E a vida?
Hoje tive uma experiência inusitada. Conheci um cara q levou um tiro no
pescoço do lado esquerdo, e saiu na mandíbula do lado direito. Julian. Casado
com a Tatiana. Assalto. O cara me diz que levou um tiro num assalto enquanto
espera de meia noite, o 601 na parada do Manaíra. Sim. Do lado do São José. Sabe
o que é pior? O 601 não estava passando. Fomos caminhando pelo Retão até a
parada do Mag para o 510. Ops. Foi isso que aconteceu: ele não me disse isso na
parada. Ele disse no caminho. Eu fiquei vendo a cicatriz da bala, circular e
grande, aquele monte de pele deformada regenerada aos trancos e barrancos pelo
organismo do rapaz. Do outro lado a cicatriz da saída da bala era maior. Bem
maior. Isso não me impressionou. a cicatriz da cirurgia pra reconstituir alguns
tecidos dentro do pescoço dele me impressionou. Ia do buraco de entrada da bala
até dentro da camisa e sabe-se lá até onde. Era irregular e bem disforme.
Como eu me acho uma pessoa normal, fiquei pensando na efemeridade da vida. Tive
esse insight na hora que ele proferiu as seguintes palavras: "to
contando". Ele quis dizer algo do tipo "to aqui para contar a
história, mas poderia não estar"... Comecei a me perder então em
pensamentos sobre a efemeridade da vida, como disse. Alguém colocou uma arma no
pescoço do cara com o cano sutilmente inclinado para cima e a queima roupa,
puxou o gatilho. O quanto vale a vida? Não tenho detalhes para vos informar que
pertences foram levados, mas parece bobo da minha parte tentar pensar nessas
miudezas quando sabemos que nada do que poderiam ter sido os espólios do crime,
vale meia vida, sequer.
Que experiência! Eu já achei fantástico ouvir esse causo, imagine-se como
foi para ele... Ok, ok, decerto foi traumático, mas o cara estava lá pra contar
a história! Pense por esse lado. Pense positivo. Bem, ele sabe que gosto tem
sangue, chumbo e pólvora queimada misturados em seu pescoço, subindo goela a
fora enquanto respirava dificilmente. Jogado no chão esperando ajuda incerta,
talvez. Sem saber o que ia acontecer. Talvez. Pensando em tudo o que ainda não
conhecera, e em alguns arrependimentos e mágoas. Possivelmente. Ele sabe que
gosto tem a hostilidade (des)humana que em troca de algumas dezenas ou centenas
de dinheiros, atentou contra sua vida. Não sei. Não me importo e não vem ao
caso. Não porque sou um insensível. Ao contrário, o caso todo mexeu muito
comigo. Mas o cara está muito bem. Na verdade, melhor que eu, que voltava para
casa só... :P Só estou pondo em jogo aqui o fato de ter tido a sorte de ouvir
essa história.
Vou levar algum tempo com ela em mente pra aprender alguma coisa. Mas
certamente ganhei muito, já de agora. a final, tudo pra mim é lição; tudo, experiência...

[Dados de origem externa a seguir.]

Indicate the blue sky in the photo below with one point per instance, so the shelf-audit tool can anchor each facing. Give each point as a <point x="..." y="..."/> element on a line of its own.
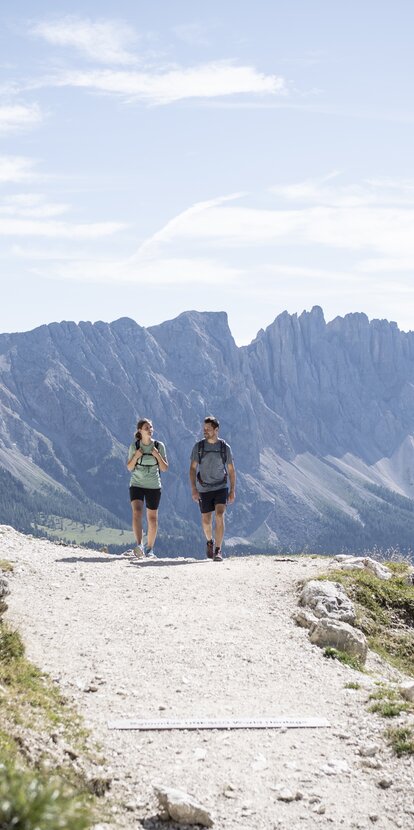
<point x="248" y="157"/>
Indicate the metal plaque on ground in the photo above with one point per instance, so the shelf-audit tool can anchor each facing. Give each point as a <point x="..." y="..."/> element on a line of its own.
<point x="145" y="724"/>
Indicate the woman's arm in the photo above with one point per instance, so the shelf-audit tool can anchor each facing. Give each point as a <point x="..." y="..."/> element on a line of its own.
<point x="133" y="460"/>
<point x="163" y="463"/>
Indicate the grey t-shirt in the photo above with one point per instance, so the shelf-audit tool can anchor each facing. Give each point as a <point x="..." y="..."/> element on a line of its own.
<point x="212" y="470"/>
<point x="147" y="472"/>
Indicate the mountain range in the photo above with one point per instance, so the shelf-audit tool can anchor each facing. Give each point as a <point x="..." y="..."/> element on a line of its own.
<point x="320" y="418"/>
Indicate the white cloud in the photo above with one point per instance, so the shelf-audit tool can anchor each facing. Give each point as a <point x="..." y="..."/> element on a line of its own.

Mas veja bem, agora tenho um problema. Não sei por que linha de raciocínio devo
seguir. Vai ser outro turbilhão de imagens e palavras passando por minha cabeça
mais vagarosamente do que aquela bala passando pelo pescoço do camarada,
certamente. Bem, vou deitar e deixar fluir linhas diversas de raciocínio, mas
vou começar me perguntando: Quanto vale a vida? Com que velocidade podemos
perdê-la? Nossa única vida... Alguns perdem devagar, outros, de vagar... Alguns de nem se mexer, outros
ganham... Ele ganhou a vida dele. Rapaz de sorte, o Julian.